Hadis riwayat Abu Daud dan penguatan dari Al-Muwaththa’ karya Imam Malik menegaskan bahwa salam adalah sarana utama dalam menyebarkan kasih sayang. Salam membawa doa keselamatan, ketenangan, dan keberkahan bagi yang mengucapkan maupun yang menjawab.

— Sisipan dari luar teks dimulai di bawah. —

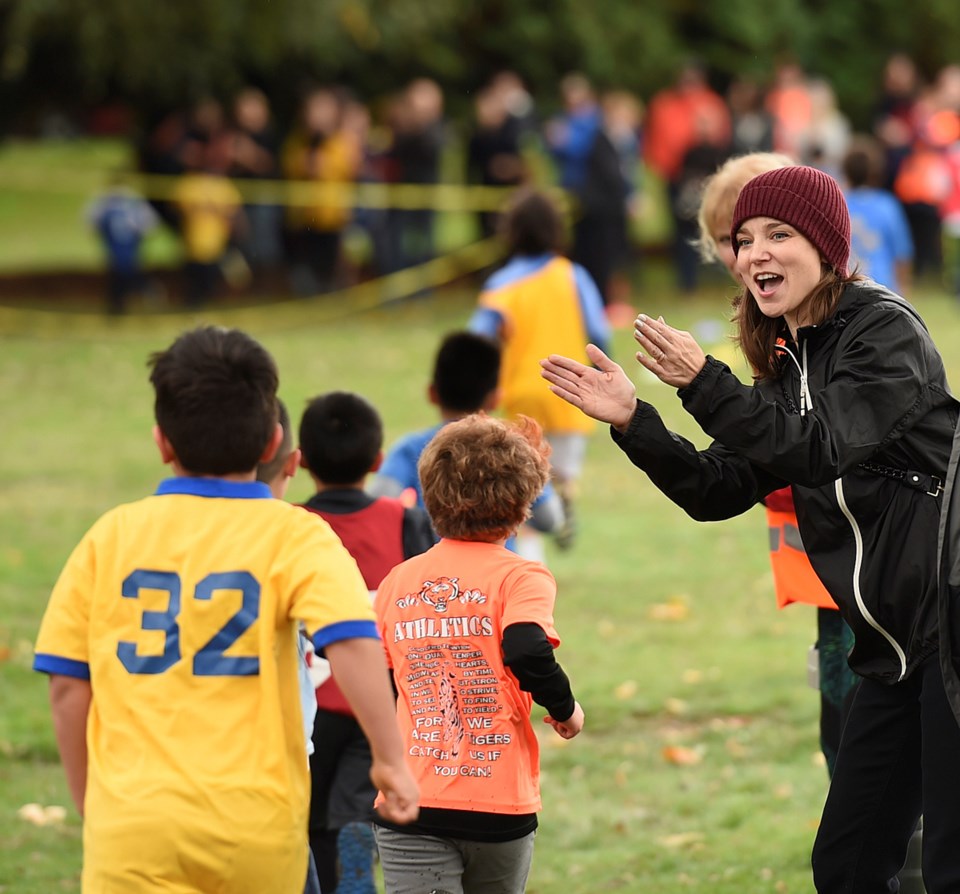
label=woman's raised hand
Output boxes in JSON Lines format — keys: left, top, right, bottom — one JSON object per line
{"left": 634, "top": 314, "right": 707, "bottom": 389}
{"left": 540, "top": 344, "right": 638, "bottom": 432}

Dalam perspektif ini, salam bukan sekadar adab personal, tetapi simbol peradaban Islam. Masyarakat yang hidup dengan budaya salam adalah masyarakat yang menghargai sesama, menjunjung adab, dan menanamkan rasa aman dalam ruang sosialnya.

Penutup

Salam adalah doa yang menjelma menjadi etika sosial. Ia mungkin sederhana dalam bentuk, tetapi sangat besar dalam makna. Ketika salam dipraktikkan tidak hanya sebagai kewajiban hukum, melainkan sebagai ekspresi adab dan kepedulian, maka ia akan melahirkan masyarakat yang hangat, harmonis, dan berlandaskan ukhuwah.

Di tengah kehidupan yang semakin individualistik, menghidupkan kembali makna salam adalah langkah kecil namun strategis untuk membangun kembali ruh kebersamaan dalam Islam.